Uwe Gensheimer atmete nach der historischen Corona-Absage auf. "Wir sind erleichtert", sagte der DHB-Kapitän und sprach den deutschen Handballern damit aus der Seele. Die Nachricht von der Absetzung des zweiten WM-Vorrundenspiels gegen Kap Verde hatte sich auf den Fluren des deutschen Teamhotels in Gizeh zuvor rasend schnell verbreitet.
Statt sich am Sonntag einer erhöhten Corona-Gefahr auszusetzen, zogen die DHB-Männer von Bundestrainer Alfred Gislason in Ägypten vorzeitig und kampflos in die Hauptrunde ein. "Der Weltverband hat die einzig richtige Entscheidung getroffen. Wir begrüßen das ausdrücklich", sagte DHB-Vizepräsident Bob Hanning.
Die Verbandsspitze informierte die Mannschaft per WhatsApp über ihren spielfreien Abend.

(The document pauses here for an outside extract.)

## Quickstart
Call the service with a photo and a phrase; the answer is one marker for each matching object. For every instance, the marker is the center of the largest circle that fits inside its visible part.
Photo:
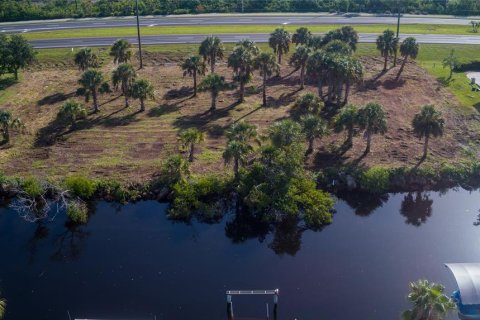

Erst sechseinhalb Stunden vor dem geplanten Anwurf gegen Kap Verde hatte der Weltverband IHF über die Absage entschieden - es ist die erste in der 83-jährigen Geschichte der Männer-WM.
Kap Verde standen aufgrund der jüngsten Coronafälle nur neun Spieler zur Verfügung. Laut IHF-Statuten müssen jedoch mindestens zehn Handballer spielfähig sein, damit ein WM-Spiel ausgetragen werden kann.
Die Partie wird am Grünen Tisch mit 10:0 für Deutschland gewertet, das Gislason-Team nimmt somit mindestens zwei Punkte in die nächste Turnierphase mit. Ihr Auftaktmatch hatte die DHB-Auswahl am Freitag gegen WM-Neuling Uruguay deutlich gewonnen (43:14). Für die Vorbereitung auf das Vorrundenfinale am Dienstag (20.30 Uhr) gegen Ungarn bleibt nun mehr Zeit.
Handball-WM: Deutschland spielt am Dienstag um den Gruppensieg
Abschalten wollte Gislason am Sonntag aber nicht - im Gegenteil. "Wir werden den gewonnenen Trainingstag nutzen, um wettkampfspezifische Reize zu setzen und das Zusammenspiel weiter zu stabilisieren", versicherte der Isländer. Anführer Gensheimer sagte: "Jetzt geht der Fokus auf das nächste Spiel gegen Ungarn." Am Dienstag geht es um den Gruppensieg.
Hanning hätte gerne den "Test" gegen den WM-Debütanten Kap Verde als Vorbereitungsspiel genutzt. "Für mich ist die Partie gegen Ungarn ein Schlüsselspiel für den Weg der deutschen Mannschaft. Ich hoffe, dass wir die Fokussierung beibehalten können und wir auch ohne den Test gegen Kap Verde ein gutes Spiel gegen die Ungarn machen können", sagte er.
Die zusätzliche freie Zeit am Sonntag verbrachten Gensheimer und Co. zunächst im Videostudium, dann ging es zur Extraeinheit in die Halle. "Klar, hätte uns das Wettkampfniveau gutgetan. Wir gehen die Trainingseinheit mit ein bisschen mehr Tempo und Gas an, als es bei einer normalen Trainingseinheit bei so einem Turnier der Fall ist", sagte Gensheimer.
Der Weltklasse-Linksaußen und seine Teamkollegen wissen: Das Spiel gegen Ungarn ist aufgrund des WM-Modus von großer Bedeutung. Alle Mannschaften nehmen die in der Vorrunde erspielten Punkte gegen die weiteren Hauptrundenteilnehmer mit in die nächste Turnierphase.
Ein Ende der Corona-Diskussionen, die bislang wie ein Schatten auf dieser Weltmeisterschaft liegen, ist noch nicht in Sicht. Allein schon deshalb, weil Kap Verde weiterhin um den Einzug in die Hauptrunde kämpfen wird. Der Außenseiter lässt weitere Spieler einfliegen, um sein abschließendes Vorrundenspiel gegen Uruguay zu bestreiten. Die Nachrücker müssen mehrere negative PCR-Tests vorlegen.
"Das Thema wird sicher abebben, da bin ich recht sicher und hoffnungsfroh. Allerdings wird es nie ganz zu Ende sein", vermutete DHB-Sportvorstand Axel Kromer. "Allein die Präsenz Kap Verdes auf dem Spielfeld wird das Thema wieder hochschwappen lassen."